Hey look my hometown is in a crossword I’m doing in Africa! Neato! #therealeau-c
Had a good lesson in Form 1 today about the future tense and making short-term and long -term predictions. Some of my faves ones that students shared in class:
"I believe that in 50 years it will be loud."
"Today, I predict I will eat nsima." (duhdoy)
"I feel that this term I will pass Form 4." (written by a Form 1 student…I guess it’s good to be confident, but I’m curious to see how they pull it off)
"In 10 years, I will live in China."
Same student: “In 50 years, I will be a grandmother in China.” (she’s obvies got a plan and sticking to it. Bully for her)
"I predict that in 500 years I will be a ghost walker."
"My prediction for the year 2014 is that I will be elected President in the Malawi elections." (Khumbo 2014!)
"I predict that in 500 years the world will end." (optimist)
"I think that in 10 years the world will end." (pessimist)
"I predict that in 500 years I will be singing with Jesus." (that’s nice)
"Tomorrow, I believe I will be singing with Justin Bieber." (that’s not as nice)
"I believe that when I finish Form 4, I will be a lawyer."

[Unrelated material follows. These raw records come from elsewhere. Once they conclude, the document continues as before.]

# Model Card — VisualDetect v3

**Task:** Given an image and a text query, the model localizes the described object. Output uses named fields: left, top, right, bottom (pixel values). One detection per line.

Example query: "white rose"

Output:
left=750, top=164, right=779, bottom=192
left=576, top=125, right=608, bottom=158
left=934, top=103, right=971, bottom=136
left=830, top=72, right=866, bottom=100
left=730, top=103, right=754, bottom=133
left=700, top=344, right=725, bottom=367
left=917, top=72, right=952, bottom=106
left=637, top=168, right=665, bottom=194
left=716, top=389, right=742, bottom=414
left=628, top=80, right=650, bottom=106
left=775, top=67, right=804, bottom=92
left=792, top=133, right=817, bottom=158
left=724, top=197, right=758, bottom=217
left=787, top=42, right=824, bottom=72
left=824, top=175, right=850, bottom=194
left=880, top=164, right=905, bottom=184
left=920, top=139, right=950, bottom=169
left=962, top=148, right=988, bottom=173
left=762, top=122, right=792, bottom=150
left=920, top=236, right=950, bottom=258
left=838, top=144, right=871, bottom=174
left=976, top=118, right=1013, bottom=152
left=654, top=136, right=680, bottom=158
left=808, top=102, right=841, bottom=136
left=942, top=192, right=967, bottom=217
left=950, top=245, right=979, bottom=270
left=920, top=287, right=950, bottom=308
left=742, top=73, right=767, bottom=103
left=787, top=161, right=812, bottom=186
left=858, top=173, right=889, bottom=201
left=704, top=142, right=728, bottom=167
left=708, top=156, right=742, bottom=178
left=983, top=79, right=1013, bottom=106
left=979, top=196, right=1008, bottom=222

Same guy, later in class: “I predict in 10 years I will be a carpenter.” (so many implications here to think about. Will law not pan out for him? Why? Will being a lawyer bore him, and will this boredom in turn lead him to a new profession involving more actual bore-ing? Will he want to be a blue and white collared dual-threat? Doesn’t that type of collared shirt seem like it will be kinda hot and burdensome, metaphorically speaking? Does he carry a briefcase or a tool belt? Does he ever find time for fun? Will he someday provide the inspiration for a sitcom called, “The Chopping Block,” about a modern day lawyer/carpenter who must balance the trials and tribulations of two drastically different professional worlds while avoiding getting the axe, with only the aid of his pet squirrelfriend/emotional support system/bodyguard Gavel? Does the carpentry thing become an elaborate ruse for him to create accidents and mistakes on the part of the construction companies he “works for” under a fake name/moustache, only to later represent the victims of such grossly mishandled domestic mishaps in court, netting him millions? I predict that thinking about this any more will make me crazy….)
"After classes, I predict that I will just sit for one hour."
"In 10 years, rappers will be trying to sing." (they’re already trying that dude, and it’s called auto tune)
And then this student/angel of truth and light raised her hand, solidifying her A in Form 1 English and her place atop the golden sparkly throne of enlightenmental justicey glory that towers above her mere mortal classmates: “In 10 years, Mr. Stanley will be president of the US and Malawi.”
Some more solid predictions from last week’s midterm exam:
“In 5 years, Malawi will be in Japan.”
“When I am 20 years, my future is doomed.” YIKERS
“After 500 years I will be died.” Chimodzimodz, bro.
“In 5 years, I am America.” (And so can you!)
“Justin Beiber will be the greatest artist in the year 2014.” Don’t let Wongani down, JB!
“I will do a ghost walk.” Is that like a moon walk?
“In 48 years, I predict I will go to Heaven to see the Jesus.” Very specific. Is that how long it takes to get in for an appointment? Also: I’m on board with everybody calling him “the Jesus” from now on like this kid.
“I predict that I will go to the house of the Stanley and I will mop.” Hasn’t come true yet, Gladys! Also: I’m on board with everybody calling me “the Stanley” from now on like this kid.